Stellungnahme der Wissenschaftssenatorin und des Universitätspräsidenten zur Störung der Vorlesung „Makroökonomik II“

»Prof. Dr. Bernd Lucke, ehemaliges Mitglied des Europaparlaments und Professor für Volkswirtschaftslehre an der Universität Hamburg, ist, nachdem er nicht wiedergewählt wurde, pflichtgemäß an die Universität Hamburg zurückgekehrt. Als Beamter der Freien und Hansestadt Hamburg hat er die Pflicht, seine Amtsaufgaben durchzuführen. Diese bestehen in den Bereichen Forschung und Lehre. Im Bereich der Lehre gehört dazu auch die Durchführung einer Vorlesung „Makroökonomik II“. Die erste Veranstaltungsstunde am 16.10.2019 wurde von politischen Kundgebungen so stark gestört, dass sie nicht ordnungsgemäß durchgeführt werden konnte.

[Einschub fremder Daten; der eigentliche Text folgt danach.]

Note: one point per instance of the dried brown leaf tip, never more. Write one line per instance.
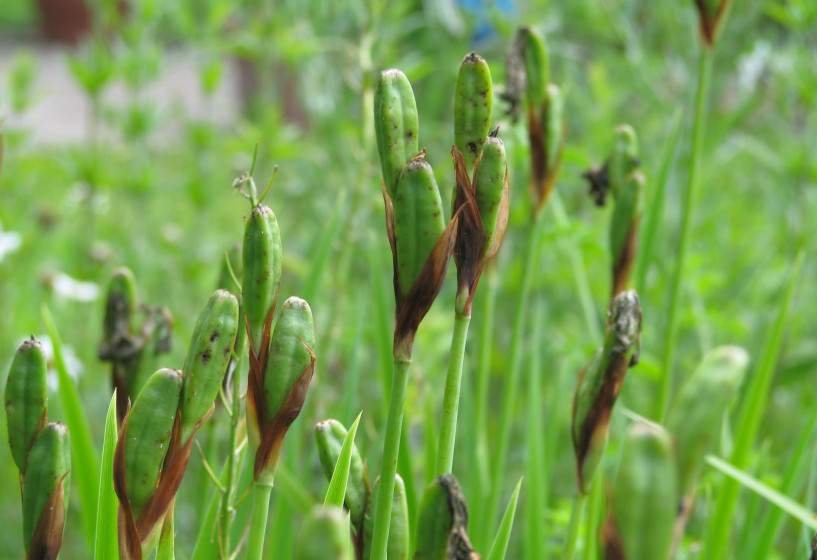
(710, 13)
(600, 383)
(481, 206)
(421, 244)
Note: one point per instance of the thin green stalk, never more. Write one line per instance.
(388, 467)
(754, 403)
(258, 527)
(575, 523)
(509, 404)
(690, 196)
(226, 512)
(451, 398)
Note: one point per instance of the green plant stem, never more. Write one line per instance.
(388, 467)
(509, 404)
(451, 398)
(690, 196)
(226, 512)
(258, 526)
(573, 528)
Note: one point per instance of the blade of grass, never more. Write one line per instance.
(85, 468)
(336, 492)
(751, 414)
(657, 201)
(106, 540)
(789, 506)
(503, 535)
(535, 465)
(690, 197)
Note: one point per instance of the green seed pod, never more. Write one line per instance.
(45, 492)
(398, 544)
(600, 383)
(537, 66)
(699, 408)
(209, 353)
(490, 188)
(473, 103)
(623, 159)
(262, 256)
(329, 436)
(149, 427)
(283, 387)
(26, 395)
(418, 220)
(396, 125)
(442, 524)
(324, 536)
(623, 229)
(645, 500)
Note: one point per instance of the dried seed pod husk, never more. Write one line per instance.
(442, 523)
(26, 399)
(147, 434)
(324, 536)
(276, 394)
(482, 207)
(624, 229)
(45, 492)
(710, 13)
(699, 408)
(262, 267)
(473, 104)
(396, 125)
(398, 543)
(208, 355)
(645, 494)
(329, 436)
(600, 383)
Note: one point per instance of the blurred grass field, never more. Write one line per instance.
(162, 204)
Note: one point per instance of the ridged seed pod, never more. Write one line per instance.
(148, 431)
(623, 159)
(324, 536)
(623, 229)
(45, 496)
(645, 501)
(537, 66)
(398, 543)
(275, 401)
(491, 192)
(396, 125)
(208, 355)
(418, 220)
(600, 383)
(26, 395)
(262, 255)
(442, 523)
(329, 435)
(473, 104)
(696, 415)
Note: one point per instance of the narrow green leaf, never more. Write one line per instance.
(106, 545)
(85, 468)
(337, 486)
(503, 535)
(794, 509)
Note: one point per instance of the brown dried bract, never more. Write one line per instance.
(47, 537)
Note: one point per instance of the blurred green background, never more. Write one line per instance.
(120, 148)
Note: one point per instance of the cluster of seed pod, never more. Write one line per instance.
(156, 435)
(40, 449)
(131, 351)
(282, 359)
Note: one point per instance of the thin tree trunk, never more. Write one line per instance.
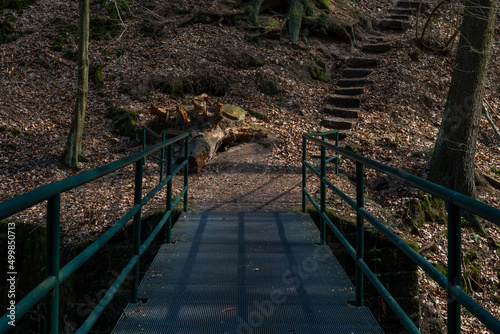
(453, 159)
(73, 148)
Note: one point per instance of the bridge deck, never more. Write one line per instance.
(246, 272)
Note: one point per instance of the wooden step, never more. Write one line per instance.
(349, 91)
(351, 73)
(342, 112)
(376, 48)
(337, 123)
(345, 101)
(362, 62)
(394, 25)
(353, 82)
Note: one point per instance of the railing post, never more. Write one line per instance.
(162, 157)
(52, 263)
(337, 159)
(304, 174)
(136, 239)
(186, 172)
(360, 231)
(454, 263)
(323, 193)
(169, 194)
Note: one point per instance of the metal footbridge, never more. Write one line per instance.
(246, 272)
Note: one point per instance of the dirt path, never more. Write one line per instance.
(241, 179)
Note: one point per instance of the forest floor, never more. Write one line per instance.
(401, 113)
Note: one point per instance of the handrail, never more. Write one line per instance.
(55, 275)
(456, 203)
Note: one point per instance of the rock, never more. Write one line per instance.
(376, 48)
(401, 11)
(233, 112)
(362, 62)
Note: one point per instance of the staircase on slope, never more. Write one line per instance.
(343, 107)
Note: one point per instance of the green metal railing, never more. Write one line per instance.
(456, 203)
(55, 275)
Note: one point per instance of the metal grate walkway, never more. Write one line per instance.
(246, 272)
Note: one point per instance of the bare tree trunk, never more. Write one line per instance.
(453, 159)
(73, 148)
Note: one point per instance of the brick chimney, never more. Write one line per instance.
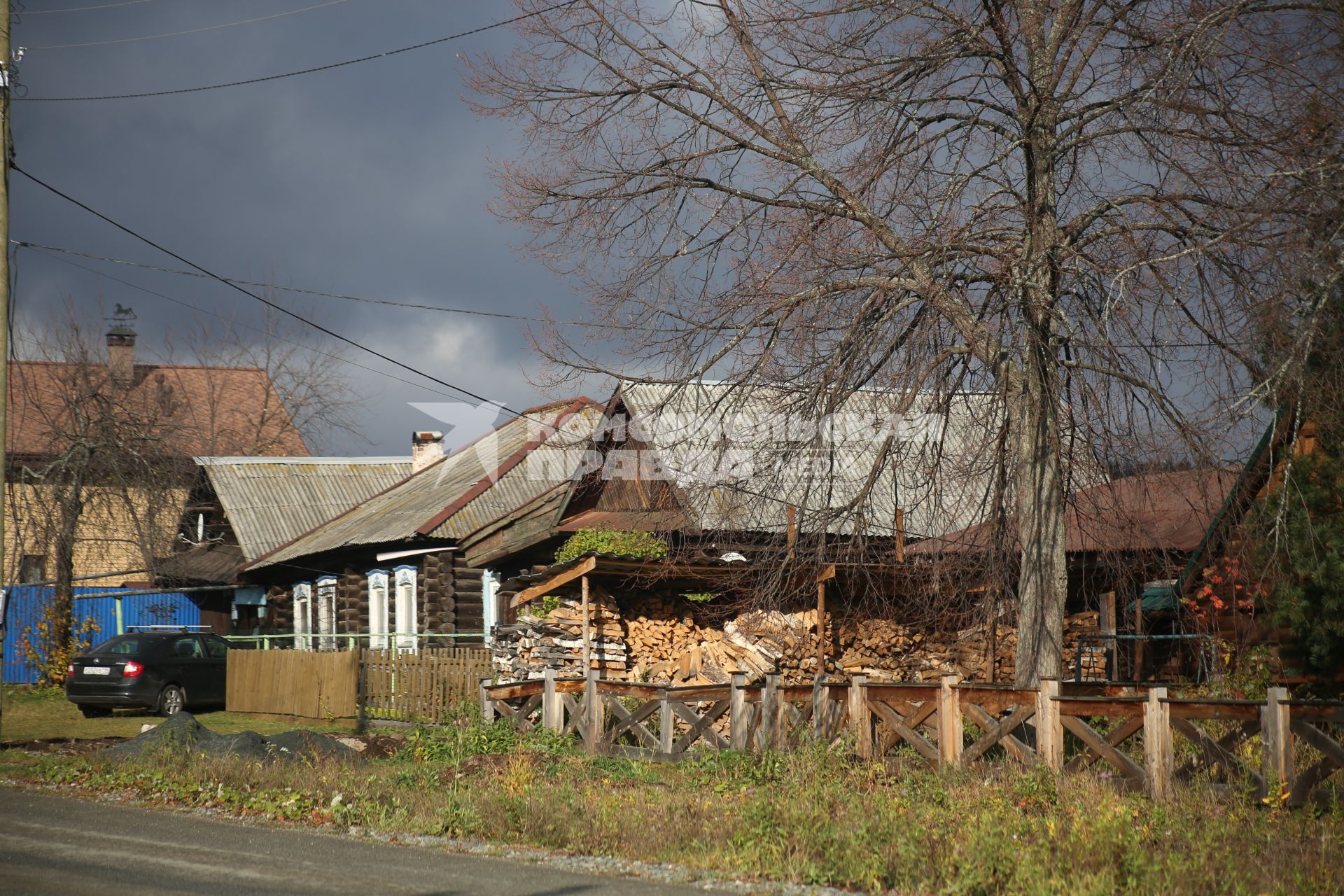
(121, 354)
(426, 448)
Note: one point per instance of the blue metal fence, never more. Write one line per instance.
(29, 601)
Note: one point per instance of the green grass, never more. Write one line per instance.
(808, 817)
(36, 713)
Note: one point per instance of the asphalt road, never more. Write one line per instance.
(62, 846)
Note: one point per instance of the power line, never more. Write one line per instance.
(106, 6)
(178, 34)
(319, 293)
(302, 71)
(233, 323)
(261, 298)
(515, 317)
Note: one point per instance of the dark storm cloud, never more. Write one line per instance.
(366, 181)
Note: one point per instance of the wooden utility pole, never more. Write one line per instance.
(6, 81)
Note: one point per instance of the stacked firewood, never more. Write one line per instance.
(662, 640)
(1093, 650)
(555, 640)
(886, 650)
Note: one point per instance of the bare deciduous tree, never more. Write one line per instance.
(1081, 207)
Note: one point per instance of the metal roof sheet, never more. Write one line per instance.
(739, 458)
(465, 489)
(270, 501)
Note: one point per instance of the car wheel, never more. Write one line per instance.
(171, 700)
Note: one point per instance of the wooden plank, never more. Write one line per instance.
(554, 582)
(1217, 751)
(951, 726)
(1114, 738)
(1104, 748)
(511, 691)
(738, 718)
(1219, 711)
(701, 726)
(1158, 745)
(996, 734)
(632, 723)
(905, 731)
(1015, 748)
(1110, 708)
(628, 690)
(1320, 741)
(914, 694)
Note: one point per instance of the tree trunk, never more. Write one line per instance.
(1043, 578)
(70, 508)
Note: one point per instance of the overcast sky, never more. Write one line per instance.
(368, 181)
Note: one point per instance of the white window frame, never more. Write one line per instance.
(326, 606)
(406, 609)
(302, 598)
(489, 605)
(378, 609)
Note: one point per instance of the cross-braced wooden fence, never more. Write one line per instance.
(426, 685)
(951, 724)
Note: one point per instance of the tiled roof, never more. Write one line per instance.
(476, 484)
(201, 410)
(270, 501)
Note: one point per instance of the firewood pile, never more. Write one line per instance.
(663, 640)
(885, 650)
(555, 640)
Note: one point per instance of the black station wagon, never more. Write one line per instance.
(159, 671)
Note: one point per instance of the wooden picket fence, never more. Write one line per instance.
(426, 685)
(292, 682)
(1136, 735)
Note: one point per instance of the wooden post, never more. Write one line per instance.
(588, 630)
(1158, 745)
(738, 713)
(1108, 628)
(487, 704)
(951, 726)
(1050, 734)
(771, 735)
(822, 633)
(820, 708)
(593, 713)
(553, 711)
(664, 723)
(1139, 641)
(859, 719)
(1277, 738)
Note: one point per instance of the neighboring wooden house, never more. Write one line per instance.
(394, 568)
(69, 419)
(241, 508)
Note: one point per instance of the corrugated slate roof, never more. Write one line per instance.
(737, 475)
(197, 410)
(487, 479)
(270, 501)
(1167, 511)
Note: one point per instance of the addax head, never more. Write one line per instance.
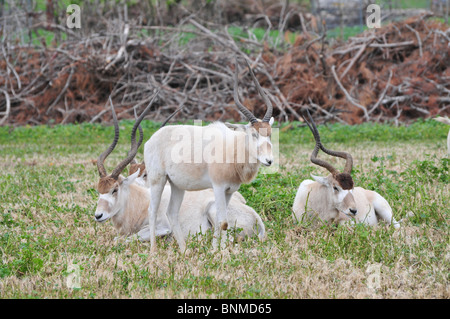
(259, 131)
(113, 188)
(339, 185)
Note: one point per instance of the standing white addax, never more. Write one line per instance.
(333, 198)
(220, 156)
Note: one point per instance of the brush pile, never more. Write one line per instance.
(399, 72)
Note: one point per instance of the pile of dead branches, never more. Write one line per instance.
(398, 72)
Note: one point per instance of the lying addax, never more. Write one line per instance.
(220, 156)
(333, 198)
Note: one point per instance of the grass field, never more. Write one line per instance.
(48, 233)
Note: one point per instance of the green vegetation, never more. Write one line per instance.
(48, 198)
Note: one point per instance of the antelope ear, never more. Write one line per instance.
(130, 179)
(321, 180)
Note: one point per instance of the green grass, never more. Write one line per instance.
(48, 198)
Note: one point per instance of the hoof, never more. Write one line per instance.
(224, 226)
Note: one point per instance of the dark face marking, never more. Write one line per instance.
(345, 180)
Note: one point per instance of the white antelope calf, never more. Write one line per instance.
(333, 198)
(220, 156)
(445, 120)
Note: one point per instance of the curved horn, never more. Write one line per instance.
(172, 115)
(134, 147)
(263, 94)
(249, 115)
(344, 155)
(104, 155)
(133, 138)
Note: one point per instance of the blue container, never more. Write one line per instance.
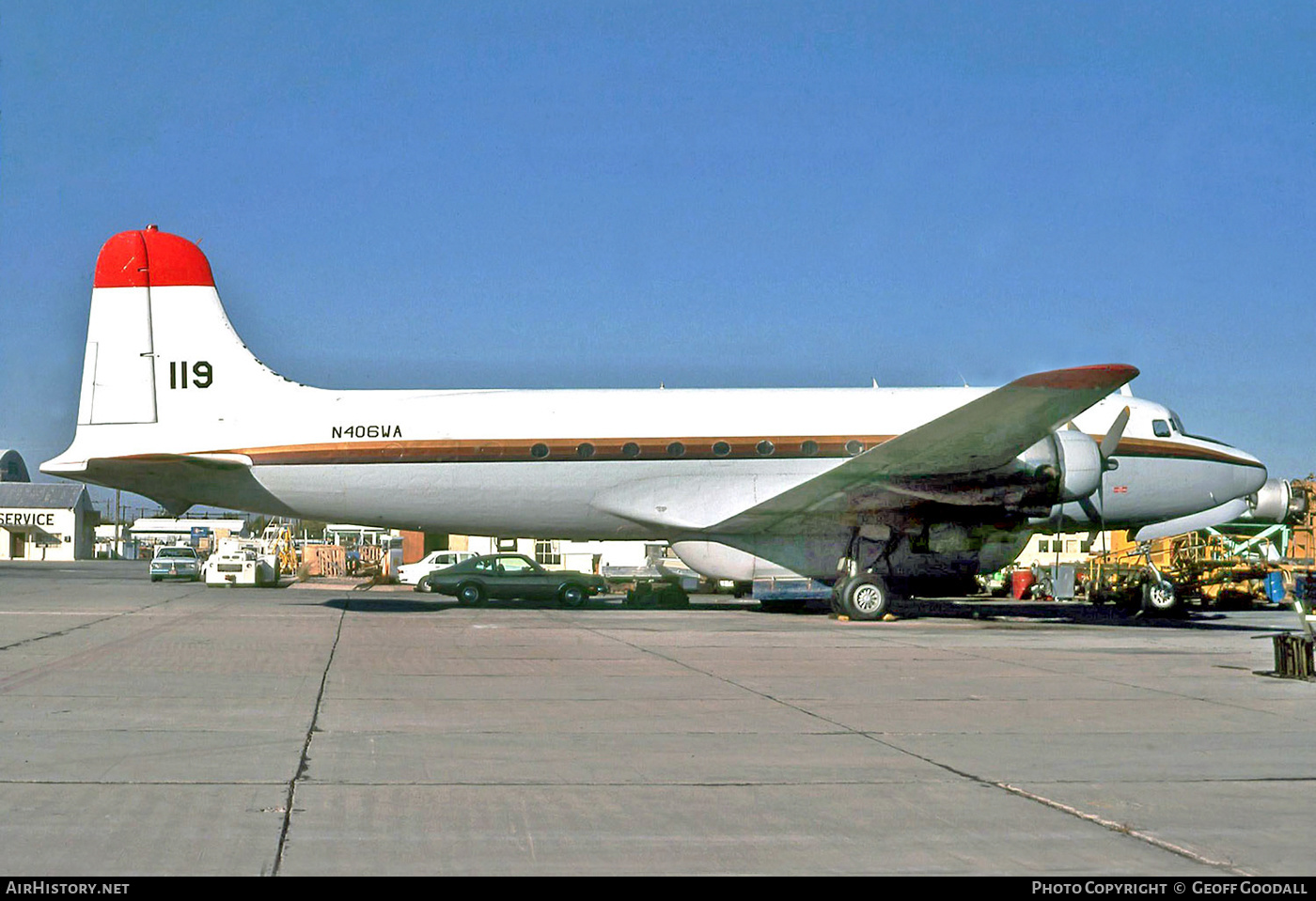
(1276, 587)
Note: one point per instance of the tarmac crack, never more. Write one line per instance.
(305, 762)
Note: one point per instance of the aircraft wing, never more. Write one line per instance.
(976, 438)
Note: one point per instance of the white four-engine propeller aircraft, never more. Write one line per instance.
(879, 490)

Vor diesem Hintergrund erklären Wissenschaftssenatorin Katharina Fegebank und Universitätspräsident Prof. Dr. Dr. h.c. Dieter Lenzen: „Die Durchführung freier wissenschaftlicher Lehre gehört zu den grundgesetzlich garantierten Pflichten und Rechten jedes Hochschullehrers und jeder Hochschullehrerin. Der Staat ist verpflichtet, die Durchsetzung dieser Rechte grundsätzlich zu gewährleisten. Unabhängig davon ist festzustellen, dass Universitäten als Orte der Wissenschaft die diskursive Auseinandersetzung auch über kontroverse gesellschaftliche Sachverhalte und Positionen führen und aushalten müssen – insbesondere vor dem Hintergrund der deutschen Geschichte.“«

Soweit die Stellungnahme von Fegebank und Lenzen (hier im Original nachzulesen). Man achte auf die Wortwahl an gleich mehreren Stellen:

  • nachdem er nicht wiedergewählt wurde“ ==> Warum muss das explizit genannt werden? Was soll das?
  • „pflichtgemäß an die Universität Hamburg zurückgekehrt“
  • hat er die Pflicht, seine Amtsaufgaben durchzuführen“
  • „wurde von politischen Kundgebungen so stark gestört, dass sie nicht ordnungsgemäß durchgeführt werden konnte“ ==> Die Vorlesung konnte überhaupt nicht durchgeführt werden! Prof. Lucke sprach nach Berichten kein einziges Wort zum Thema, weil man ihn von der ersten Minute an förmlich niederschrie, beschimpfte, beleidigte, mit Papierkügelchen bewarf und verbal bedrohte, er möge sofort den Saal verlassen!
  • „Der Staat ist verpflichtet, die Durchsetzung dieser Rechte grundsätzlich zu gewährleisten.“ ==> Kann man sich noch deutlicher von einem seiner Professoren distanzieren und ihm in den Rücken fallen? Wir sind halt verpflichtet, ihn noch Vorlesungen halten zu lassen. Wenn es nach uns ginge … Welch schäbiges Verhalten der eigenen Vorgesetzten!
  • „ist festzustellen, dass Universitäten als Orte der Wissenschaft die diskursive Auseinandersetzung auch über kontroverse gesellschaftliche Sachverhalte und Positionen führen und aushalten müssen – insbesondere vor dem Hintergrund der deutschen Geschichte“ ==> „Diskursive Auseinandersetzung“? Andere niederschreien und sie gar nicht zu Wort kommen lassen, ist keine diskursive Auseinandersetzung, sondern genau das Gegenteil davon. Warum wird das nicht klar und deutlich verurteilt? Warum wird hier nicht klar und deutlich gesagt: Sollte so etwas nochmals vorkommen, werden die Verantwortlichen zwangsexmatrikuliert?
  • Außerdem hat das in einer Vorlesung über Makroökonomik gar nichts zu suchen. Und was soll denn diese Anspielung? Soll hier vielleicht sogar insinuiert werden, Prof. Lucke habe irgendetwas mit Nationalsozialisten zu tun? Einige Stunden sollen im Vorlesungssaal tatsächlich „Nazischweine raus aus der Uni!“ geschrien haben. Machen sich hier Fegebank und Lenzen, die Wissenschaftssenatorin und der Hochschulpräsident, mit solchen Schreihälsen, mit ethischen Lumpen, historischen Verharmlosern und intellektuellen Nullen, wie Michael Klonovsky es formulierte, gemein?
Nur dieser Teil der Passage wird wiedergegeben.